"In part due to lack of equal access to USDA loans, the number of farms operated by African Americans has declined dramatically over the past 20 years, plummeting from 54,367 in 1982 to just 29,090 in 2002."[My emphasis added.]I'm not aware of, and can't google up, any reports on the reasons for the decline so there's no way to know whether racism is 99 percent of the cause or some lesser proportion. [Side note: The academic and government researchers I ran across in my casual googling seem usually to ignore race in their analysis. That may be a real bias--seldom asking the question of whether there is a real difference based on race. Or it may just be my incompetence at searching. ]
Let's say the drop in farms is caused as follows:
50 percent due to lack of equal access to USDA credit. A followup question is what caused the lack of access. I'll leave that for other posts.
50 percent due to other causes, such as:
- general trend of declining farm numbers
- smaller farms (i.e., blacks may have had smaller farms to begin with, and smaller farms may have failed more often than large farms)
- less capital (a variant of the "smaller farms" argument)
- poorer land (i.e., when black farmers were acquiring land from 1865 to 1920, they may have been less able to buy the good land)
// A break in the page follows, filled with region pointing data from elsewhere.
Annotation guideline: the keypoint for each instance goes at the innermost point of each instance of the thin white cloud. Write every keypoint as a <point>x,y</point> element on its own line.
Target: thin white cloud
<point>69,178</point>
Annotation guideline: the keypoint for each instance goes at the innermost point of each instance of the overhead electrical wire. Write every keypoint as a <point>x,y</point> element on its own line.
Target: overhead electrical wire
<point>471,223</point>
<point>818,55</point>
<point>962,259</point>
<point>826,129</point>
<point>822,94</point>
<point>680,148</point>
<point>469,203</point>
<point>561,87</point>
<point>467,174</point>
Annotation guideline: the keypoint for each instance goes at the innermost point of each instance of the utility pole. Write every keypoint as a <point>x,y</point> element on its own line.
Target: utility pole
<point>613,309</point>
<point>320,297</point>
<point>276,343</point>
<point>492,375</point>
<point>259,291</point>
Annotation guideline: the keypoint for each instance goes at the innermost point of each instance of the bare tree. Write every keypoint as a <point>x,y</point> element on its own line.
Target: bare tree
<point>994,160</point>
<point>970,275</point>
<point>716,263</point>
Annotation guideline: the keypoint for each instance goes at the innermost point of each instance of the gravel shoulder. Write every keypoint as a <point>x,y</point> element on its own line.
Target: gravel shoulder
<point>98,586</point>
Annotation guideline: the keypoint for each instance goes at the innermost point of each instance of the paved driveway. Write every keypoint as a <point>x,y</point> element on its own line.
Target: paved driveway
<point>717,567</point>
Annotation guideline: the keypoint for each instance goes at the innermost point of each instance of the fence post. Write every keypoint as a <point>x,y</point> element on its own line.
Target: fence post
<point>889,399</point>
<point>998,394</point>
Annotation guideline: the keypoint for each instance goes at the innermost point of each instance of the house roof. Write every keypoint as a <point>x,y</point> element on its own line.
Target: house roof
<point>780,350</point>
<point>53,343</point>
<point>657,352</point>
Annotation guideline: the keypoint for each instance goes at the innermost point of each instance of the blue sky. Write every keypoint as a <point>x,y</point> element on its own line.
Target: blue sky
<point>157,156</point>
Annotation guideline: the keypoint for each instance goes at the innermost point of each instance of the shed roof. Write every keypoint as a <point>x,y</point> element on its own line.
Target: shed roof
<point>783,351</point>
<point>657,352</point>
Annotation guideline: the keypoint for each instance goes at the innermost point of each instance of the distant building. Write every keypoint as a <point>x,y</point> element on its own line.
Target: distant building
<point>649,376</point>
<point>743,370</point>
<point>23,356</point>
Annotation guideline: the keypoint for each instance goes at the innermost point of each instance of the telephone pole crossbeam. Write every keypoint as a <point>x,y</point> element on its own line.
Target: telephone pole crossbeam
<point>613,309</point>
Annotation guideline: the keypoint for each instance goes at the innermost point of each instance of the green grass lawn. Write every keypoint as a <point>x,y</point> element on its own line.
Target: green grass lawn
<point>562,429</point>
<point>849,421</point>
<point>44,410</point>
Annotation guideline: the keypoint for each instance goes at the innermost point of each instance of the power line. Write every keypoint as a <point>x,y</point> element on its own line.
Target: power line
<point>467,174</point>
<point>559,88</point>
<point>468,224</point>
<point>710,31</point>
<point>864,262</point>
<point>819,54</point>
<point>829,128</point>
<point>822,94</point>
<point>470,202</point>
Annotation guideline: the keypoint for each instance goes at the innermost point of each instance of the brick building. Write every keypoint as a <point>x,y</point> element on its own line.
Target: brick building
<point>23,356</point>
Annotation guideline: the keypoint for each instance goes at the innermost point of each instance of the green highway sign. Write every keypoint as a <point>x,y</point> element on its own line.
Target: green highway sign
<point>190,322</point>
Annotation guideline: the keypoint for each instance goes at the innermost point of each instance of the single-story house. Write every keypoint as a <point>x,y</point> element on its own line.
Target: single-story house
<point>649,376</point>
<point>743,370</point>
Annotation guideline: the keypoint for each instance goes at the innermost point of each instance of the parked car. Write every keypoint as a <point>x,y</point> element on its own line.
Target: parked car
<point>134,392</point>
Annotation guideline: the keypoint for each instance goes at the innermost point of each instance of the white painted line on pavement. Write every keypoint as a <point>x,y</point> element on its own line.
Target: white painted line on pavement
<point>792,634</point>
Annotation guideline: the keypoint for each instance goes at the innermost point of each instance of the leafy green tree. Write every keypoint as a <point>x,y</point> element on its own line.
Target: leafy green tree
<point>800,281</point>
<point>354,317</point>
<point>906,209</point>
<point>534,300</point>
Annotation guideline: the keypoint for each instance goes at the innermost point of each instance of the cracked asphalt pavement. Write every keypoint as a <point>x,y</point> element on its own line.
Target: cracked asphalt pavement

- less and poorer education (I'm assuming fewer black farmers went to college and perhaps those that did got a poorer education than their white counterparts--would you rather go to Texas A&M or Delta State?)
- bias among the bankers (of course, Farmers Home/FSA was supposed to be the lender of the last resort)
- bias among suppliers--the general agribusiness community (might particularly include co-ops, which have been important in farming. When did many white southern co-ops open their doors to blacks?)
- poorer location (a variant of the poorer land, but this would consider things like access to railroads and roads to get crops to market, attractiveness to labor, etc.)